AN ABYSS DEEP ENOUGH: The Letters of Heinrich von Kleist

By

Pub Date: April 1st, 1982
Publisher: Dutton

German dramatist Kleist (1777-1810)--of the beautiful prose style, wretched ill luck, and suicidal supersensitivity--is enjoying somewhat of a literary rebirth, due partly perhaps to his near-prefiguring of the purities and extraordinary woes of someone like Kafka. (Interestingly, Kafka wrote a short review of the 1911 Rowolt edition of Kleist's Anecdotes, which is included here along with that collection.) According to editor and translator Miller--whose introduction to this diverse material, and organization of it, is exemplary-- ""Kleist's genius was the failure of the appropriate, the bad fit between events and our reaction to them."" In an 1801 letter to his sister, he wrote: ""To me [nature] reveals the thought behind every expression, the sense behind every word, the motive behind every action; she shows everything around me in all its miserable nakedness, and myself along with it. Finally the heart is repelled by this bareness--."" Having given up a promising military career for a life of scholarship, Kleist read Kant--and all Romantic notions of perfectibility crumbled: it's one of the great soul-shakings in literary history.
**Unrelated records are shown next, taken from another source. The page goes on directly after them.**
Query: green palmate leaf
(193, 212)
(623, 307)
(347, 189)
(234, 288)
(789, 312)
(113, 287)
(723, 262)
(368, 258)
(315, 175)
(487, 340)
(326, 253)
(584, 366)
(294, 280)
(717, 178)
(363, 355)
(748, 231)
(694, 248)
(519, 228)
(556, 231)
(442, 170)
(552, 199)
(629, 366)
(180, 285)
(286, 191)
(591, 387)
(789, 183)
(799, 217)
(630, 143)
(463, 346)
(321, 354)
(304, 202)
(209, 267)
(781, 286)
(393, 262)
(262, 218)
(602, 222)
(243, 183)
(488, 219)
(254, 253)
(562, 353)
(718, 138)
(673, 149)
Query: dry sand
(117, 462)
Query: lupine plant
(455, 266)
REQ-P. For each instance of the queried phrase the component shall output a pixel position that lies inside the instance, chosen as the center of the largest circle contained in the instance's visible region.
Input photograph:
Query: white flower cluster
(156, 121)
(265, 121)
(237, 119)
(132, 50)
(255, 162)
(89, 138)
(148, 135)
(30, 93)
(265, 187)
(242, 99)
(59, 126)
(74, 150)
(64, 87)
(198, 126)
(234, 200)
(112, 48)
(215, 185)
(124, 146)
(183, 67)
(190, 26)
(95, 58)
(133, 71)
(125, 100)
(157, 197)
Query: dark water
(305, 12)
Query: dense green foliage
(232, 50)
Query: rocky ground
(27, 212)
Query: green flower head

The first victim of the new spiritual desolation was Kleist's fiancÉe Wilhelmine (the Kafka-Felice parallel is unmistakable); and through his failed attempts at newspaper editorship and his worldly success as a tragic dramatist, there always glimmers the finale: suicide, which Kleist finally achieved, after the tumultous year of 1819, in the company of a terminally ill woman, another man's wife. A satisfying selection of essays and anecdotes is appended to these letters--and good thing, for they themselves are rarely incandescent with either stylistic beauty or biographical exactitude. Kleist poured himself into his plays (Das KÄthchen von Heilbronn, Der Prinz von Homburg) and his prose, but left little with which to make an epistolary universe. This exceptionally presented volume of letters, then, does not stand so well alone as it does in relation to the texts themselves and, prospectively, to the biography by Joachim Maass scheduled (by Farrar, Straus) for spring publication.